Campbell sees value in "gray" data that needs to be scored. "I know I can't trust information from Wikipedia, but odds are there is some truth there and if I ignore it I'm just hurting myself."
That is ready justification for risk analysis of curves of likelihood for different information scenarios. "The CIA has quality assessments assigned to any information they capture," West says. "'Something' is better than a rumor, so you need to think about a level of quality that creates a trigger for a decision."
There is no doubt that analytics can importantly advance our understanding of at-large data. As information economies develop toward identifiable standards of accuracy, Gardner and many others believe strongly that analytics will be the best answer available to rationalize a sample or universe of data. "Something that is not scientific is nonetheless reflective of a trend or zeitgeist [between] behavior and reality."
Standards for a Data Economy
When more networks of data become economies, companies will look for more metadata to segregate types of information and their relative merits and quality. "No one is suggesting we're going to replace our legacy systems and data farms," Kaplan says. "But you want to ask how effective you have been with your own data silos as well."
This is precisely why specialized service vendors and networks have emerged, since no organization can hope to close all the gaps or process the 15 petabytes of new information IBM estimates are created each day.
It's still garbage in, garbage out. "I hope people are taking a risk approach because, yes, things will get better, which means you'll have to revisit the bets you make internally and with others," Dresner says.
But like the dial tone of a telephone, infrastructure is always receding to a presumption of connectivity and trust. We know standards have arrived when we no longer pay attention to them. The toast always fits into the toaster and the toaster plugs into any wall socket.
When data economies are reality, they will likewise come with assumed connectivity that lets information producers and consumers focus on the data, not the details.
And while standards of dependability continue to mature, the market will set the rules and we'll judge the interim value of data in part by what we are willing to pay for it. Whether it's a pig in a poke or a highly regarded source, there is every reason to expect we will talking more about the value of information and less about the details of infrastructure that support it. The Web as integration platform has arrived and with it, an economy of its own.
(STORY SIDEBARS REFERRED TO IN ARTICLE FOLLOW -ED)
The Communal Data Service
The ability to monetize a data feed can arise from dedicated users with a common interest. A service provider called Jigsaw brings a tribal approach to managing business contacts and prospects, backed by five years of growth and $18 million of venture funding.
"The way we aggregate our database is through community, over a million registered members at Jigsaw," says CEO Jim Fowler. "But we make our money by cleaning databases for enterprises with our data as a service product, DataFusion, where enterprise customers, if they share information, can lower cost further."

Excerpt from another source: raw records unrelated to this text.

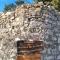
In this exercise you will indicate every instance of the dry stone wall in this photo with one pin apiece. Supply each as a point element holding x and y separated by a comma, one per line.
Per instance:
<point>30,22</point>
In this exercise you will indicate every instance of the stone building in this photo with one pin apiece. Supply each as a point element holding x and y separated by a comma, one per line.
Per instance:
<point>32,22</point>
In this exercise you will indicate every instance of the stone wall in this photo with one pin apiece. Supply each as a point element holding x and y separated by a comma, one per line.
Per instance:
<point>30,22</point>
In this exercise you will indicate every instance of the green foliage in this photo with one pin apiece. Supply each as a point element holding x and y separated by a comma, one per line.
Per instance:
<point>19,2</point>
<point>9,7</point>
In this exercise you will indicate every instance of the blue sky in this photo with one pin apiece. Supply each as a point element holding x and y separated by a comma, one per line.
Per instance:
<point>3,2</point>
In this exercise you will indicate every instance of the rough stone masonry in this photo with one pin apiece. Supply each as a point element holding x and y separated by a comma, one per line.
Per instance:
<point>31,22</point>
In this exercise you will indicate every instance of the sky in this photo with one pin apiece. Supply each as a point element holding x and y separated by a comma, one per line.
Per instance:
<point>3,2</point>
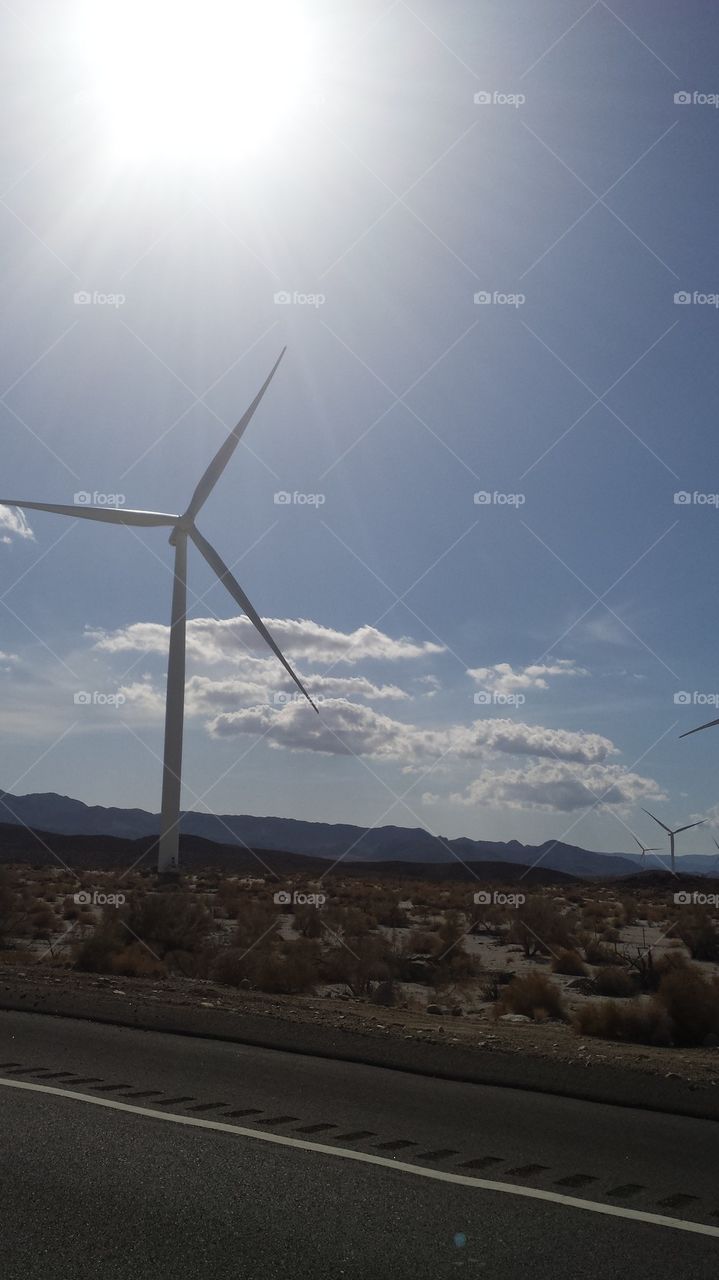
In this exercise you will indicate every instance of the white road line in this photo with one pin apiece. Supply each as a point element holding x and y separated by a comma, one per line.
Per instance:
<point>438,1175</point>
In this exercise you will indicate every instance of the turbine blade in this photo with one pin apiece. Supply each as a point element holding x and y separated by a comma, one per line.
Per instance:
<point>690,824</point>
<point>233,586</point>
<point>659,821</point>
<point>709,725</point>
<point>225,452</point>
<point>110,515</point>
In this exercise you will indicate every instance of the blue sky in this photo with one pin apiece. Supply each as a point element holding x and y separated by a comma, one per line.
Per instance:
<point>499,668</point>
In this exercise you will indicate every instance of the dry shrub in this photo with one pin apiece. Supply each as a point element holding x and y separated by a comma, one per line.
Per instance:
<point>95,954</point>
<point>613,981</point>
<point>598,954</point>
<point>358,965</point>
<point>532,995</point>
<point>285,968</point>
<point>692,1004</point>
<point>640,1020</point>
<point>568,963</point>
<point>683,1011</point>
<point>699,933</point>
<point>168,922</point>
<point>493,983</point>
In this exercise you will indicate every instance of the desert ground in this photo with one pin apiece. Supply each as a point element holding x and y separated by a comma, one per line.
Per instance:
<point>598,972</point>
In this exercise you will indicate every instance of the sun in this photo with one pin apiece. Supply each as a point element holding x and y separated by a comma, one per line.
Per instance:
<point>196,80</point>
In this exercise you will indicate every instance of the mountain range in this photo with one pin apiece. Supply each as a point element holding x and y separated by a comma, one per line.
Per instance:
<point>47,812</point>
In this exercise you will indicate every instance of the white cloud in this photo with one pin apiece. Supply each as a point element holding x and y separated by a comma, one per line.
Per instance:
<point>347,727</point>
<point>502,679</point>
<point>13,524</point>
<point>513,737</point>
<point>234,639</point>
<point>559,787</point>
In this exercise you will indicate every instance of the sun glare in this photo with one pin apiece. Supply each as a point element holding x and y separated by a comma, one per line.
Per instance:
<point>196,80</point>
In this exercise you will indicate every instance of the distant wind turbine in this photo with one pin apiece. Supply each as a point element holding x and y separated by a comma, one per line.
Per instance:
<point>645,849</point>
<point>183,528</point>
<point>674,832</point>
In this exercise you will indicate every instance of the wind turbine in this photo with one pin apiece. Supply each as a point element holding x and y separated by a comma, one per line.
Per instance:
<point>182,528</point>
<point>674,832</point>
<point>645,849</point>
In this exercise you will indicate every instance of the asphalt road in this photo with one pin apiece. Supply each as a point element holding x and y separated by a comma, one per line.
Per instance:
<point>100,1184</point>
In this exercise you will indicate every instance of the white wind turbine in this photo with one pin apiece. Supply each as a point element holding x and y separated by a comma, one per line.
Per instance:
<point>183,528</point>
<point>645,849</point>
<point>674,832</point>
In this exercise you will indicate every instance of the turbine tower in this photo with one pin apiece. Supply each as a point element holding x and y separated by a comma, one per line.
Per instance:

The premise of Jigsaw is that it's folly for an individual or an enterprise to maintain a current list of clients and prospects. So individual members trade new update information for new contacts, and enterprises pay by the seat for access to 3.6 million company records and 18 million contact records, a list that grows 25,000 records per day. Data records of enterprise customers are batch cleansed nightly and those that open their own records to Jigsaw lower their monthly $99 per seat cost to $79. Of roughly 100 enterprise customers signed in the last four months, 40 percent share their information with the greater Jigsaw database.